DUPChecker analyzes data syntax defined using standard serialization libraries and detect incompatibility across versions, which can lead to upgrade failures. It focuses on two widely adopted serialization libraries, Portocol Buffer and Apache Thrift.
Protocols evolve over time. Developers can update any protocol to meet the program’s need. However, certain rules have to be followed to avoid data-syntax incompatibility across versions. Particularly, the manuals of Protocol Buffer and Apache Thrift both state the following rules:
(1). Add/delete required field.
(2). The tag number of a field has been changed.
(3). A required field has been changed to non-required.
(4). Added or deleted an enum with no 0 value.
Violating the first two rules will definitely lead to upgrade failures caused by syntax incompatibility, which will be referred to as ERROR
by DUPChecker; violating the third rule may lead to failures, which will be referred to as WARNING
by DUPChecker, if the new version generates data that does not contain its no-longer-required data member. For other type of changes such as changing field type,
DUPChecker will output INFO
level information.
Prerequiste: In Python3, install javalang, numpy, pyparsing with:
$pip3 install javalang, numpy, pyparsing
Checkout DUPChecker to your local machine.

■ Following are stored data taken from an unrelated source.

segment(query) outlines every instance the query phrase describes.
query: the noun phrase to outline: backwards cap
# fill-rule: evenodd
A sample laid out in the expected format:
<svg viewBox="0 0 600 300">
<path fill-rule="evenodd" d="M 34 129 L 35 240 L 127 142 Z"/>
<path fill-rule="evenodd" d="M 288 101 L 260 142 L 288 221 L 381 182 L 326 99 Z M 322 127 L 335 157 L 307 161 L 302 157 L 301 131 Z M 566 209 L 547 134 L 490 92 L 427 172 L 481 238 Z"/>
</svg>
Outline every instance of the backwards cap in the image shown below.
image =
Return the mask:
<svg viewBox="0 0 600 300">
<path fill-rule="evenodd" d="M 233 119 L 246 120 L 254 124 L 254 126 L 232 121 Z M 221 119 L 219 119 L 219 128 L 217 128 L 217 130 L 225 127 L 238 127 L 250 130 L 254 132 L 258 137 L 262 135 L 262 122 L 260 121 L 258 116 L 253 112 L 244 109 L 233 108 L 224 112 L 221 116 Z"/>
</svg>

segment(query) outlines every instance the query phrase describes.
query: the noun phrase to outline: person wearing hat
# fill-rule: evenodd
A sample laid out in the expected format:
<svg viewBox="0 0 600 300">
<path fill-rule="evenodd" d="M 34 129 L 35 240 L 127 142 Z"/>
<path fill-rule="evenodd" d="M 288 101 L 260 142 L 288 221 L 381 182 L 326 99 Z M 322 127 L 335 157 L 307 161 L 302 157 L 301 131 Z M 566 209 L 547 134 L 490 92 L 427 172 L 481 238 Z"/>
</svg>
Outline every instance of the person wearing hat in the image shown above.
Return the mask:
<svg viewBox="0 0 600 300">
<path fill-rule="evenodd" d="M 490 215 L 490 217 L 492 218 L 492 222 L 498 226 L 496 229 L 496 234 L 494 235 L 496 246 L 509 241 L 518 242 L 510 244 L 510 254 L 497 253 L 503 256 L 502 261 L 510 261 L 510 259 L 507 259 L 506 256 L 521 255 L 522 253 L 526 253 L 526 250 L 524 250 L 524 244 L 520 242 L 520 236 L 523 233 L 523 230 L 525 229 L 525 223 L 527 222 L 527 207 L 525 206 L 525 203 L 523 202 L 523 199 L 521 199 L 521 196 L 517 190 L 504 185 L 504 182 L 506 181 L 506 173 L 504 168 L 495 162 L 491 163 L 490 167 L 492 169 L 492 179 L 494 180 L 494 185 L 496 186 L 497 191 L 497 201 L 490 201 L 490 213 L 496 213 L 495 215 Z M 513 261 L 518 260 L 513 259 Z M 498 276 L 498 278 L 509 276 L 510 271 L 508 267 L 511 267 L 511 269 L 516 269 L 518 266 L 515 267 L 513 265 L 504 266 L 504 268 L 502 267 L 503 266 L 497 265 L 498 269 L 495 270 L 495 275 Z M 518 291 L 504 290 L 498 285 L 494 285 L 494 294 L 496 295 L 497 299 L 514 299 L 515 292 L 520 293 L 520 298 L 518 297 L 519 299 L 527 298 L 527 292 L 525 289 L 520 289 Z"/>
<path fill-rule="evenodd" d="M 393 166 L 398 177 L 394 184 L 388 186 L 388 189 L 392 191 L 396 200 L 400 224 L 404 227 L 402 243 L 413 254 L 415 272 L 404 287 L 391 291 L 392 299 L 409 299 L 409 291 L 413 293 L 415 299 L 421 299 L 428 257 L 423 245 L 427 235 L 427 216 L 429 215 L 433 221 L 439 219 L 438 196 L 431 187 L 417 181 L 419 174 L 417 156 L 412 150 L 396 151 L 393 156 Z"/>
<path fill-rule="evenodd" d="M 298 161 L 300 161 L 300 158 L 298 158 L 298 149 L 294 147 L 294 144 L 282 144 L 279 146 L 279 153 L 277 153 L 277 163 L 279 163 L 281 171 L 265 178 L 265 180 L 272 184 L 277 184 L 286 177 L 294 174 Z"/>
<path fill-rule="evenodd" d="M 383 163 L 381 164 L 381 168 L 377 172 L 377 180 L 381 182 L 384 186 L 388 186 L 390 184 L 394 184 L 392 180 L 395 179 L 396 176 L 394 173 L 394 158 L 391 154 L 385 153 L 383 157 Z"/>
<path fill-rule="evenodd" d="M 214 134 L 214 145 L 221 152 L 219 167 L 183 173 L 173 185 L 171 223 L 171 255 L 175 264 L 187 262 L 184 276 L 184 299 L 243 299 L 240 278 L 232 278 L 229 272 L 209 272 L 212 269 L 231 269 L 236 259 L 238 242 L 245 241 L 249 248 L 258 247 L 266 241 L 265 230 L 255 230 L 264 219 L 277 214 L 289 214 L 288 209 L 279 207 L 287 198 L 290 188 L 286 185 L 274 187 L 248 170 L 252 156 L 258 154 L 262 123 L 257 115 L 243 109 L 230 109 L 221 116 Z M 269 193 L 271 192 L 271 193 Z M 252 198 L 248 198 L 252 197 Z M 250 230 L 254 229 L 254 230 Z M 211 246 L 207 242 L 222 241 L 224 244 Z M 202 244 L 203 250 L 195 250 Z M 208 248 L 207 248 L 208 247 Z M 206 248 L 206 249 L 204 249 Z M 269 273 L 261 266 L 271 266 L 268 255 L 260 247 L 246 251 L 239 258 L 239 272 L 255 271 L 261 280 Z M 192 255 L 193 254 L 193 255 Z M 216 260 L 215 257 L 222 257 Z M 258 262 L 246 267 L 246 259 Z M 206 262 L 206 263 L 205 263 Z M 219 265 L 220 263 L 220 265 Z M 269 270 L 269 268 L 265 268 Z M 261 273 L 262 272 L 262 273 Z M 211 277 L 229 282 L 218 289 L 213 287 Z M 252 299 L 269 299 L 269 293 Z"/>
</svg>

$git clone https://github.com/jwjwyoung/DUPChecker.git
-
Prepare the application that you would like to check the consistentcy on the same machine, suppose its path is
path_app
. -
Run Script
python3 checker.py --app path_app --filetype --v1 old_version_tag --v2 new_version_tag
e.g. check for proto file:
python3 checker.py --app hbase --proto --v1 rel/2.2.6 --v2 rel/2.3.3
e.g. check for thrift file:
python3 checker.py --app hbase --thrift --v1 rel/2.2.6 --v2 rel/2.3.3
$java -jar EnumChecker.jar > output.log
$grep "============start enum================" -A 5 output.log
-
Checkout the required applications in the DUPChecker/ directory..
(1). hbase
git clone https://github.com/apache/hbase.git
(2). hdfs, yarn
git clone https://github.com/apache/hadoop.git
(3). mesos
git clone https://github.com/apache/mesos.git
(4). hive
git clone https://github.com/apache/hive.git
(5). impala
git clone https://github.com/apache/impala.git
(6). accumulo
git clone https://github.com/apache/accumulo.git
-
Create a log folder
mkdir log
-
Run scripts:
python3 run_experiment.py
The results will be output to files under log folder with application's name as prefix.
-
Generate Table 6 in the paper:
python3 export.py
-
server config: virtualbox ubnutu 18, 4G RAM, 20G disk.
-
time distribution:
1). setup new ubuntu vm - 15~30 min 2)install dependencies and download required git repos - 15 min 3) run experiements - ~60 min.
Pull requests are welcome. For major changes, please open an issue first to discuss what you would like to change.